In the near future, those refineries will likely begin to require more and more hydrogen as oil producers are forced to turn to lower quality sources for petroleum. "Particularly," said Herring, "what are called heavy crude oils, that have a lot of sulfur or that are tar-like."
Hydrogen, when added to petroleum, breaks apart the long chains of hydrocarbon molecules, creating a more flammable substance. Experts say that upgrading these reserves of lower-grade petroleum could prove to be one of the best defenses against cataclysmic economic implications brought on by peaking oil production.
But producing hydrogen requires large amounts of electricity to power the electrolysis process that splits water into its hydrogen and oxygen components, which is precisely why the work of Herring and his team is so promising.
By improving the efficiency and increasing the life span of the electrolytic cells, Herring and team aim to make the use of oil sands, biomass and other sources a viable option for transportation fuel.
And with recent successes, they have reason to be hopeful. The latest batch of electrolytic cells tested included modified electrodes that were designed to resist internal separation caused by oxygen bubble formation that had degraded performance in previous tests.
It worked. The new cells more than doubled the lifetime of their predecessors by lasting 2,583 hours with an average degredation rate of 8.2 percent for 1,000 hours, more than twice the previous best performance of 21 percent degredation per 1,000 hours.
"It means that they're closer to commercial viability," said Herring. But even before the test had cooled down from its 800-degree Celsius operating temperature, the team was already planning on making the cells even better.
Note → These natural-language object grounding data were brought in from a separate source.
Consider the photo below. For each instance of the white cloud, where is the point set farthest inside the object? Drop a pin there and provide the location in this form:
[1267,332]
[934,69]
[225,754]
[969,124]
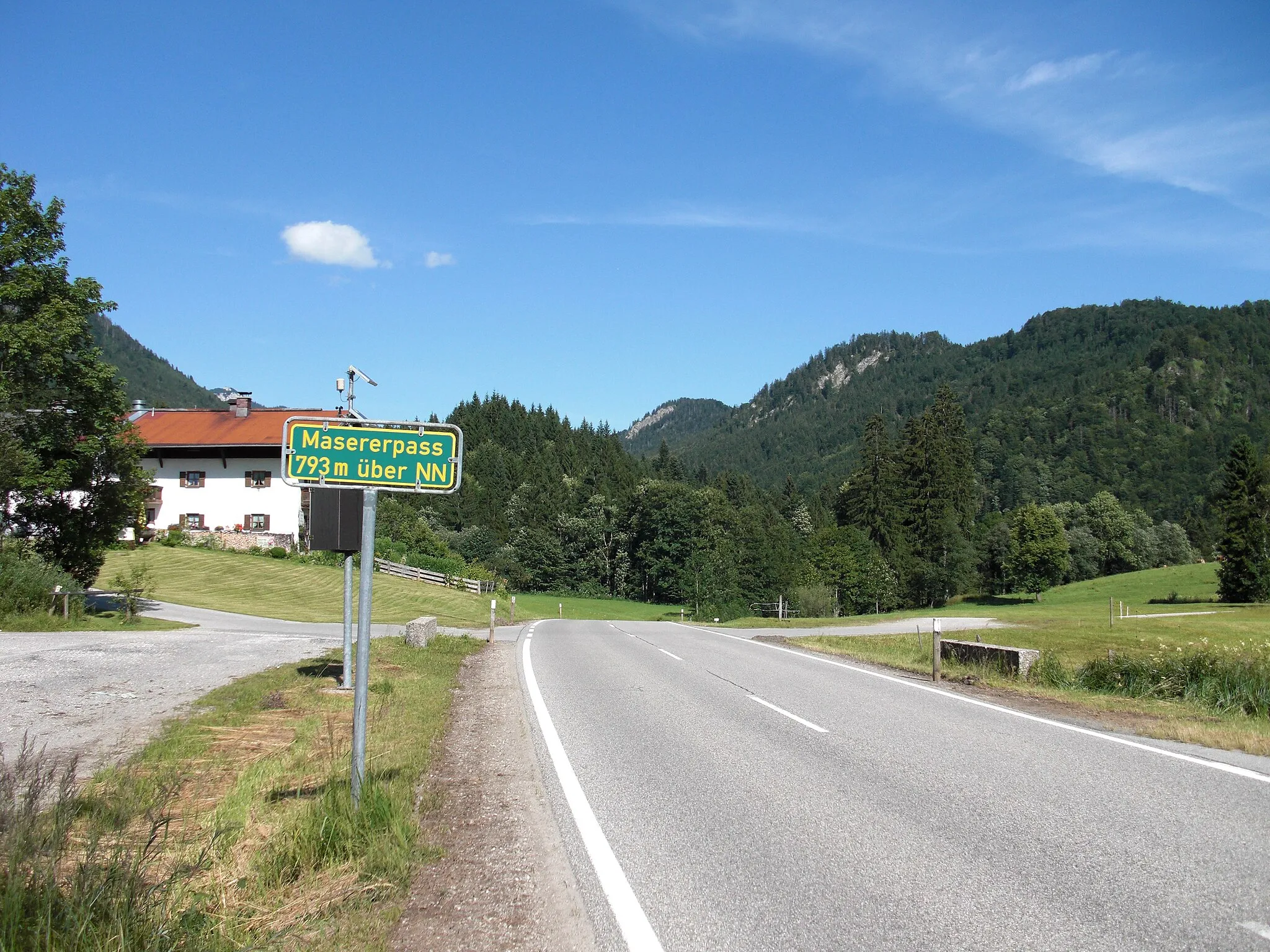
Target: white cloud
[328,243]
[691,216]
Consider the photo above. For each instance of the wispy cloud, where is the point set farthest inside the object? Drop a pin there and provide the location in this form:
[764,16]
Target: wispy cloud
[1049,71]
[1123,115]
[691,216]
[328,243]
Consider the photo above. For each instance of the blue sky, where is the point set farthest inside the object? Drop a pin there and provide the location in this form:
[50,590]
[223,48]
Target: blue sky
[603,206]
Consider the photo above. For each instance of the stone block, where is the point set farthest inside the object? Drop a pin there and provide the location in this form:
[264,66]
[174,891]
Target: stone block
[420,631]
[1014,660]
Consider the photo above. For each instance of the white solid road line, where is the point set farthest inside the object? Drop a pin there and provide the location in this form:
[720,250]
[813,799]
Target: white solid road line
[637,931]
[1212,764]
[1258,928]
[817,728]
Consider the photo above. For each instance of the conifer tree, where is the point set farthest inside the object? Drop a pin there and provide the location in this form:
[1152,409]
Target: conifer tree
[1038,549]
[869,499]
[1244,574]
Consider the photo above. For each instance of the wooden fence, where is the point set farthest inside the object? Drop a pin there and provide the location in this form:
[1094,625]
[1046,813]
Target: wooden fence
[450,582]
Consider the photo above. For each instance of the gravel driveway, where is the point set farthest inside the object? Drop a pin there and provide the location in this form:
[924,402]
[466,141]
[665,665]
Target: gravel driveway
[99,695]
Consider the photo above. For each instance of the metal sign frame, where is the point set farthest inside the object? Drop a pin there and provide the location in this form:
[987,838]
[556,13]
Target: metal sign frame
[357,423]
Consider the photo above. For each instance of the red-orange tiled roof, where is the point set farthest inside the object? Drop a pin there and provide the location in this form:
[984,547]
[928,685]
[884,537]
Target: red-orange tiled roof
[218,428]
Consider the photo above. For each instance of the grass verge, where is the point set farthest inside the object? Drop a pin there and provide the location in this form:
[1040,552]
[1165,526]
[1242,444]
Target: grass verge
[1168,715]
[233,829]
[280,588]
[97,621]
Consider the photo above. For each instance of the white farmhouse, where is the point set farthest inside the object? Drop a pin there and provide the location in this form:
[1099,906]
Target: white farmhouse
[220,471]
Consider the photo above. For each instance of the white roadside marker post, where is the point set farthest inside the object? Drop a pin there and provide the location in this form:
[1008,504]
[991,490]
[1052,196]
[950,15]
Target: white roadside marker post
[346,682]
[362,673]
[935,649]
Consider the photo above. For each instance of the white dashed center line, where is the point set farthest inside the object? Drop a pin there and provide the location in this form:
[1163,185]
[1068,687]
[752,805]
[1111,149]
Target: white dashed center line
[817,728]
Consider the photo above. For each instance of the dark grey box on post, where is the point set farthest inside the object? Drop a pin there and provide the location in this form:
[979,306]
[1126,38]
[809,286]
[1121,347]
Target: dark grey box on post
[335,519]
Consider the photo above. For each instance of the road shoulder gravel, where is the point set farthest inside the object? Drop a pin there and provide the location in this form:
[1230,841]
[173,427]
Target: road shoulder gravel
[505,881]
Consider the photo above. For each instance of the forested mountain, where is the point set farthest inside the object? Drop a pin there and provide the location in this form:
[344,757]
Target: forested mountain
[675,421]
[146,375]
[1142,399]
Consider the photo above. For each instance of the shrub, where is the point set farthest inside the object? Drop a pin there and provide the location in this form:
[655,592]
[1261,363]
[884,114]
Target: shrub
[135,584]
[815,601]
[79,879]
[1225,682]
[1049,672]
[27,582]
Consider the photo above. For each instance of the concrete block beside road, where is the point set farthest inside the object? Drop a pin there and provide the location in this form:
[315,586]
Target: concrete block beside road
[1016,660]
[420,631]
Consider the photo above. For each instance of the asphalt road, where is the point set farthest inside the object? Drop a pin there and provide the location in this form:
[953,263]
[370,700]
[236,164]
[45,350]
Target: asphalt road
[758,799]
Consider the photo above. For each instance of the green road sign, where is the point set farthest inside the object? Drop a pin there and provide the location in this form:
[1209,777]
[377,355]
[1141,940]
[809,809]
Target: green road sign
[413,457]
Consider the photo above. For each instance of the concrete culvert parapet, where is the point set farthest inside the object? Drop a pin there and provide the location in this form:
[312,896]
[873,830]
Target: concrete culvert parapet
[420,631]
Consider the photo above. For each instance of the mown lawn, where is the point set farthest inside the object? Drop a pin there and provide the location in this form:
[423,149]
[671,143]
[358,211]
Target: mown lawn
[1073,626]
[1073,620]
[281,588]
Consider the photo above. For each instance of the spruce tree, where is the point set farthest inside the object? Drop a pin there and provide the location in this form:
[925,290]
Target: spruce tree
[1244,574]
[939,483]
[869,499]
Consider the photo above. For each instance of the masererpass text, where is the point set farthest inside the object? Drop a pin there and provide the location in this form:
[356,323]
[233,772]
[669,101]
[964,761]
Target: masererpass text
[371,456]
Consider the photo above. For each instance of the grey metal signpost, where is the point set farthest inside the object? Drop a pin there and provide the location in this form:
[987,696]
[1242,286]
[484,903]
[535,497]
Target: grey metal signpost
[373,455]
[349,622]
[362,672]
"I'm very much encouraged that it will be able to operate for longer periods of time," said Herring. "We'll have to take these cells apart and investigate what has happened inside them, and then change the way that they're fabricated so they can last longer."
IMAGE: The 10-cell stack just prior to the start of the test.
That analysis will involve splitting up the work with partners like the Massachusetts Institute of Technology (MIT) researchers who will examine the edges of the cell using "Auger spectroscopy." They'll also use scanning tunneling and transmission electron microscopes that allow them to identify the electric fields surrounding individual atoms in the cell. In this way, they can identify what elements are building up in certain areas of the cell and begin to engineer electrolytic cell adjustments to further increase efficiency and longevity.
"It's been a lot of work by a number of people here, particularly Carl Stoots, Jim O'Brien, Keith Condie and Lisa Moore-McTeer," Herring said. "They've really worked hard in putting this all together over the last five or six years. And then keeping it running, that's always a real challenge."
Speaking of the progress that's been made since research began in 2003, Herring said, "It's the same sort of physics that occurs in electronics. That, too, was a process that took many years and a lot of trial and error to get devices that would last for a long time."
The lab is also taking other steps to advance hydrogen research, including building an experiment that will allow them to produce hydrogen and carbon monoxide for the synthesis of hydrocarbons. The idea, with electrolytic cells creating hydrogen on one end of the lab and a fuel synthesizer on the other, is to model the embryo of a future fuel synthesizing plant.
In cooperation with several manufacturers of ceramic cells, including Ceramatec and Materials and Systems Research Inc. of Salt Lake City, the NASA Glenn Research Center and the French firm St. Gobain, INL is also investigating new, thinner cell designs. Some of the new designs have electrolytes only 10 microns thick, or a quarter the thickness of a common human hair.
All these efforts, Herring hopes, can help the U.S. avoid the precarious cliff of peaking world oil production. "That's why we're doing this research," he said.